8 Then the voice that I had heard from heaven spoke to me again, saying, “Go, take the scroll that is open in the hand of the angel who is standing on the sea and on the land.” 9 So I went to the angel and told him to give me the little scroll. And he said to me, “Take and eat it…”

Feeding on God’s word is not a new thing, nor is it in any sense advanced. John could have thought he knew all about being nourished up in the words of faith–He himself had written that the word was God, that the word became flesh, and he had faithfully recorded Jesus as having said, “the words I have spoken to you are spirit and are life.”  His first epistle was dominated with “the word of life.”

But that was then.  This is now, in the middle of a prophetic mission that moves toward the fulfillment of the mystery of God.  It is now time for John to once again feed upon the word in this moment, otherwise, he will only have the word that was life.  God summons him back to the basics, where he is to eat a scroll inscribed with God-breathed writing.  

At the same time, the angel reminds him of the experience that always accompanies feeding on the word:  “…it will make your stomach bitter, but in your mouth it will be sweet as honey.” 10 And I took the little scroll from the hand of the angel and ate it. It was sweet as honey in my mouth, but when I had eaten it my stomach was made bitter.”

The initial entrance of the word is always sweet, yet as it settles into our system, the reaction is not unlike that of indigestion.   I’m a lasagna lover, but I always worry about what it will do to me because I have acid reflux. I’m on meds, yet sometimes the food can overpower even the meds. Why do I risk it? Because the taste of good lasagna keeps me coming back.  Once inside, the food often creates trouble for me. My taste buds might have agreed with it, but my stomach rebels.

Our natural constitutions are somewhat this way toward the word.  When the word enters us, it enters hostile, alien territory. There is much inside of us that disagrees with it, and much of it disagrees with us. And thus an internal conflict begins.  The command of God, plus the sweetness and soaring inspiration of the word of God keeps us coming back to it lifelong. But in our hearts, wars large and small always break out. First it is a conflict between us and the Bible, and then often a conflict between us and others, because the message will not always be palatable to them.  Yet this process must always continue.

Why?

11 And I was told, “You must again prophesy about many peoples and nations and languages and kings.”

No true speaking of God through us can occur without taking and eating the scroll.  We do not prepare speeches and deliver them. We do not memorize things to say and then recite them. No, we eat,  and thus utterly identify ourselves with the message of the scroll.

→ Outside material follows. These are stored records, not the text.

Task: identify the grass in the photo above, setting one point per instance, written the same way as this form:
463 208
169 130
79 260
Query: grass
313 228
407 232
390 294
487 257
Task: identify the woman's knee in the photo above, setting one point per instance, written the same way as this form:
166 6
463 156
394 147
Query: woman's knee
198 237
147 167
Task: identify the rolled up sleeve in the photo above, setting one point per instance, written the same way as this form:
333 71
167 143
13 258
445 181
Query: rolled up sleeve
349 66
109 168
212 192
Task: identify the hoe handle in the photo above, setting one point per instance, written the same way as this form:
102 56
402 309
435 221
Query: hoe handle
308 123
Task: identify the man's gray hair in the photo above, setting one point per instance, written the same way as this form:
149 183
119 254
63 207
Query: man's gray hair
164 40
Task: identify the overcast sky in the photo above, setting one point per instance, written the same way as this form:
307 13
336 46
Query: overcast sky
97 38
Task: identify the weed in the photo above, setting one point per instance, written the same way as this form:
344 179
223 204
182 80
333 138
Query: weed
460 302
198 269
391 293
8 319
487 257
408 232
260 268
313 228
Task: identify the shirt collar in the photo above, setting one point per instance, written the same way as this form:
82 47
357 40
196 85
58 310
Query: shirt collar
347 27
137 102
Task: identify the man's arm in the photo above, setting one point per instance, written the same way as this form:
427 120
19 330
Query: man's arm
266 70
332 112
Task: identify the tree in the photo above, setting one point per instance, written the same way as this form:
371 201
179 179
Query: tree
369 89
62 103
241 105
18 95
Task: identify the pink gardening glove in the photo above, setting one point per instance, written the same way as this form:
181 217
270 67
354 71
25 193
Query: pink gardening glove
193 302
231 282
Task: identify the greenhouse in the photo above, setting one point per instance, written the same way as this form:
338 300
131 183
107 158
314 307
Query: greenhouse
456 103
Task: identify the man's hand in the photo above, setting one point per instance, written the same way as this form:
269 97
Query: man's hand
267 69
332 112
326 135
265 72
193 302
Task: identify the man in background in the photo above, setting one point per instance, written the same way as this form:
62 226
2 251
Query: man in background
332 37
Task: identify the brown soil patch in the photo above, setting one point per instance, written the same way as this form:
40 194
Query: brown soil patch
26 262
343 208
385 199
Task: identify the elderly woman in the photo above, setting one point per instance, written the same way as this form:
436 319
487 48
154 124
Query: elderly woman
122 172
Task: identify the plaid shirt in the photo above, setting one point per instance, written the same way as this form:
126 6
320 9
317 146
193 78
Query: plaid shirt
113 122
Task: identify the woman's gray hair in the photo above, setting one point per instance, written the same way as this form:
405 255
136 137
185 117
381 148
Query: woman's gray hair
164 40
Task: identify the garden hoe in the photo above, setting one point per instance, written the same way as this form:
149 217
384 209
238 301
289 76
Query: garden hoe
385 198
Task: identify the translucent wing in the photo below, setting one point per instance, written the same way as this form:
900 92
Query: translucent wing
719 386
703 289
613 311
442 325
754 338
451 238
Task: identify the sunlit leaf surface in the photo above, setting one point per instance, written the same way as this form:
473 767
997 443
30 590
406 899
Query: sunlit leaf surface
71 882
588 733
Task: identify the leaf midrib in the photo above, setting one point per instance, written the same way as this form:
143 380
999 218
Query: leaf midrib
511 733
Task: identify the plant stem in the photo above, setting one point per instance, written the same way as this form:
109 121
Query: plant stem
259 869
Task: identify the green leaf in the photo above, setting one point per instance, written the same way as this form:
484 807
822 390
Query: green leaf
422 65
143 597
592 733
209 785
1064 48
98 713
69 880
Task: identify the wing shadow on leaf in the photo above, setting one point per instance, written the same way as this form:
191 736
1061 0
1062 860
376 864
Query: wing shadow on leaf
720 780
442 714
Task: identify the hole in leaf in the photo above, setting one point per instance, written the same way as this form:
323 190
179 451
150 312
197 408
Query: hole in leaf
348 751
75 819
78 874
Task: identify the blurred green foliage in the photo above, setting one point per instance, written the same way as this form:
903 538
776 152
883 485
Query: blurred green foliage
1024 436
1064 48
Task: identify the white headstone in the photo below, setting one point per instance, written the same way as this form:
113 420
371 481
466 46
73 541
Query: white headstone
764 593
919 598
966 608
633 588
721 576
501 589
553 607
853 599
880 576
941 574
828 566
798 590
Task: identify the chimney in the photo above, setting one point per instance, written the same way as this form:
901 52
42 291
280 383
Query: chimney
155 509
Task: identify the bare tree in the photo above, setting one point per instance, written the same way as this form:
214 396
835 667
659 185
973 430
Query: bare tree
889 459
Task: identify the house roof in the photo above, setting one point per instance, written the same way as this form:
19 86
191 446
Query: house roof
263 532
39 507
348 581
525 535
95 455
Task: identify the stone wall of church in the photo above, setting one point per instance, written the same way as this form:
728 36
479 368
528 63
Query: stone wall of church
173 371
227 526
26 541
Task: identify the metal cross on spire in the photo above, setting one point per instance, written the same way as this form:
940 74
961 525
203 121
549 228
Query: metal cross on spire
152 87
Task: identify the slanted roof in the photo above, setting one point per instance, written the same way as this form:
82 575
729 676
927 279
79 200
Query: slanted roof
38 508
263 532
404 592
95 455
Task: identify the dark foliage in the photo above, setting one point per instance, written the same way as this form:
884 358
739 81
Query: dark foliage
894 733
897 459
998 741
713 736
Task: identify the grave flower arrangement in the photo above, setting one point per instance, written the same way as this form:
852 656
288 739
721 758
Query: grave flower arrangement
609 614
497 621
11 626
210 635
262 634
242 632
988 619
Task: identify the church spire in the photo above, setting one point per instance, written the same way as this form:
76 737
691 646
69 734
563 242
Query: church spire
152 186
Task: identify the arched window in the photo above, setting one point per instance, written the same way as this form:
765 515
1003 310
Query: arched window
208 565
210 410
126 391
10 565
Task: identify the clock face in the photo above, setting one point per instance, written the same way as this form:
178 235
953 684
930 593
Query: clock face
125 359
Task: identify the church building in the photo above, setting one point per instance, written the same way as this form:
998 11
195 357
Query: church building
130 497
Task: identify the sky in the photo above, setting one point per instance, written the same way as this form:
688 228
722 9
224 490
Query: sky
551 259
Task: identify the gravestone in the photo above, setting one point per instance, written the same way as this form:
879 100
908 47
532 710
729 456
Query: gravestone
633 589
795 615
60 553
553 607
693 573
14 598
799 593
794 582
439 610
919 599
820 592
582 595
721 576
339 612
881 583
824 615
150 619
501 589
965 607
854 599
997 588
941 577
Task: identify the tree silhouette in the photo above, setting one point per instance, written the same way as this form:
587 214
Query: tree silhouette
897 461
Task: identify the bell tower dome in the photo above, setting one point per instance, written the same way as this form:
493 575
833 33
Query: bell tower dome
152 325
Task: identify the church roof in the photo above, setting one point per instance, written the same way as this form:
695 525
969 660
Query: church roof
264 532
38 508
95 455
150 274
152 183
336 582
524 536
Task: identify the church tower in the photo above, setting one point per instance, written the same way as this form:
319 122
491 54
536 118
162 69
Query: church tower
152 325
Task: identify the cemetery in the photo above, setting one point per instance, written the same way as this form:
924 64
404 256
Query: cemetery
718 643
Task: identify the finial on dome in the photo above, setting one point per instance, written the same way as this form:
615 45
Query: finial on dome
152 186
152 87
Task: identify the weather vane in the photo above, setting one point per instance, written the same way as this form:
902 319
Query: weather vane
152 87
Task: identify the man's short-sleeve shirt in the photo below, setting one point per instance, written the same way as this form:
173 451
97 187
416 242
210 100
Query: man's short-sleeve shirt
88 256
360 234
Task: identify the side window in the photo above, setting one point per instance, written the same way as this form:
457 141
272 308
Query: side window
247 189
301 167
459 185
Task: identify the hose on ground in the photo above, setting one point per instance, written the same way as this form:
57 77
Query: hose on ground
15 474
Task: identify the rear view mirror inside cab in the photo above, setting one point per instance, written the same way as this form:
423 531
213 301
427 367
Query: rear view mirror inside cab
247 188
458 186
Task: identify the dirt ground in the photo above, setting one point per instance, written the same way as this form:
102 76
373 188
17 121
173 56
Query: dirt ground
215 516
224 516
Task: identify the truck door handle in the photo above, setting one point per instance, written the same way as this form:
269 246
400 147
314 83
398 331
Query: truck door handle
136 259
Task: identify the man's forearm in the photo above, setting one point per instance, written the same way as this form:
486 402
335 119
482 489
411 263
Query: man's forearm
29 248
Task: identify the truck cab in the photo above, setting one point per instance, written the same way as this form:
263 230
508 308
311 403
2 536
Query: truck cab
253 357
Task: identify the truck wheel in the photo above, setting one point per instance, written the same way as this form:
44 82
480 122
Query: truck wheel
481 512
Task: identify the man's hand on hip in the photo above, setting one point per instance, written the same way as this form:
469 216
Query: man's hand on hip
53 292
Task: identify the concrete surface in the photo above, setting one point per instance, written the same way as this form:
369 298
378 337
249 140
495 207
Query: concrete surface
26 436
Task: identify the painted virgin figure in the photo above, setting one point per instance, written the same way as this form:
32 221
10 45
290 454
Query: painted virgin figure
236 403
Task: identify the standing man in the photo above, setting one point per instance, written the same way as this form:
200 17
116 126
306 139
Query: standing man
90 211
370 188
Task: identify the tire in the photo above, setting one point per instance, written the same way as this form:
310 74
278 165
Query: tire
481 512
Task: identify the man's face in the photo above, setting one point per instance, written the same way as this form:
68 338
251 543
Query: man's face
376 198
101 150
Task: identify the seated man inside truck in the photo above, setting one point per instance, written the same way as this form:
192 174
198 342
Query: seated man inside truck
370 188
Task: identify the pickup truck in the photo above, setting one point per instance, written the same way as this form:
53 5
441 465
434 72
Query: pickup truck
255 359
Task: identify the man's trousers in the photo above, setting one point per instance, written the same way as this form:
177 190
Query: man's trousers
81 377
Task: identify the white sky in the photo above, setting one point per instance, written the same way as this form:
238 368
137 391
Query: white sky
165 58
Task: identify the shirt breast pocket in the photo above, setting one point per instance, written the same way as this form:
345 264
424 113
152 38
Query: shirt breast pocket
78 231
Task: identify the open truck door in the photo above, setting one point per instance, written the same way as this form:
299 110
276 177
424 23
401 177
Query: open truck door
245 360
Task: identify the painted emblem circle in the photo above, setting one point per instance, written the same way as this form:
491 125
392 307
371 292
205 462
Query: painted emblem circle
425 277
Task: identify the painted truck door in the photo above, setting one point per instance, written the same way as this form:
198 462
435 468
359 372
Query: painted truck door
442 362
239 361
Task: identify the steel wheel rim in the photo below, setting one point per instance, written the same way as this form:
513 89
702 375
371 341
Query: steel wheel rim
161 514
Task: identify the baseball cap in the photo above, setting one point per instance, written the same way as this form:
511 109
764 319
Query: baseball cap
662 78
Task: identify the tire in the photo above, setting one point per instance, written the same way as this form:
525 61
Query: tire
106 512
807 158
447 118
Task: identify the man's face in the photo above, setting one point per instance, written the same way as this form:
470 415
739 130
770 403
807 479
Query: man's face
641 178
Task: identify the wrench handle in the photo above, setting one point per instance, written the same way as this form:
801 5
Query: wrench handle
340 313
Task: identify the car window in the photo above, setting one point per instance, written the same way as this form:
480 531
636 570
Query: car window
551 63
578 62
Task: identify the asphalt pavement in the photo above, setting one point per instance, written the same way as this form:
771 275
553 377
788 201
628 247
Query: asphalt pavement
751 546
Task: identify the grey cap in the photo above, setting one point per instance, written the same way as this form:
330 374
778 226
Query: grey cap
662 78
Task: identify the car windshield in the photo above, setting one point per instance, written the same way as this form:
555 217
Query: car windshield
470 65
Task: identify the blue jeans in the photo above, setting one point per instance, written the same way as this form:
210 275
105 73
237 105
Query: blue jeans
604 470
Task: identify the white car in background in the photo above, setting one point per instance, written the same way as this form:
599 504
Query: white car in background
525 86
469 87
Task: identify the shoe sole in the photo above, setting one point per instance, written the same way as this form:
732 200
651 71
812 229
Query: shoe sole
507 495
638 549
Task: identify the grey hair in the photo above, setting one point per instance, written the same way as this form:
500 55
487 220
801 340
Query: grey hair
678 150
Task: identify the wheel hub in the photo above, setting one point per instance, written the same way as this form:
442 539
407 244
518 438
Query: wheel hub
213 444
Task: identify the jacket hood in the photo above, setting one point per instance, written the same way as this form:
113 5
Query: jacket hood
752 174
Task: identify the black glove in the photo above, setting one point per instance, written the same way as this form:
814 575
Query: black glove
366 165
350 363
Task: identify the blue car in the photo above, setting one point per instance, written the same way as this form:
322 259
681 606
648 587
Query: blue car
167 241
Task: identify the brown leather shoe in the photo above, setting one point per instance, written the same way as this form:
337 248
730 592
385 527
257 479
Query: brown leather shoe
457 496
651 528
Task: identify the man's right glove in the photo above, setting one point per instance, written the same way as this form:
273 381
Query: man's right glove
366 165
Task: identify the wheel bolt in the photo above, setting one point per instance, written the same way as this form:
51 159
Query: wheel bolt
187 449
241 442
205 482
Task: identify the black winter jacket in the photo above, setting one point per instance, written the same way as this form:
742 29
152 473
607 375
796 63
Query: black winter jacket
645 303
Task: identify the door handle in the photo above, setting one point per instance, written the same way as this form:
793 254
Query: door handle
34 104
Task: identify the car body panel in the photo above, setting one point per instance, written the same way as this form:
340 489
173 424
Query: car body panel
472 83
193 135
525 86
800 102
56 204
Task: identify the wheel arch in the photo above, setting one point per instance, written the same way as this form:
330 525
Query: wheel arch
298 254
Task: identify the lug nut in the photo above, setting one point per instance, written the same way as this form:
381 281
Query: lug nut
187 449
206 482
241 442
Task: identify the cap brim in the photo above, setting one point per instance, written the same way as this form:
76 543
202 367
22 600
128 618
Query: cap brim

We experience internal conviction, correction, rebuke, and are then internal training to open our mouths and prophesy to others.   We bring a digested word, which first of all has had an effect upon us, and then we trust, will have an effect upon the world.

Nineteenth century German theologian, Johann Peter Lange wrote, “Every word of God, as heavenly food from the tree of life, is sweet when we first receive it in faith.  But afterwards, while the sweetness does not cease, it becomes bitter also as a judge of the thoughts and intents of the heart, when the old Adam must sink in death under the sharpness of the two edged sword.   Again this word is doubly sweet when it proclaims the final triumph of Christ over the kingdom of darkness, and yet at the same time it is bitter,  for with this proclamation it conjoins lamentation and mourning.”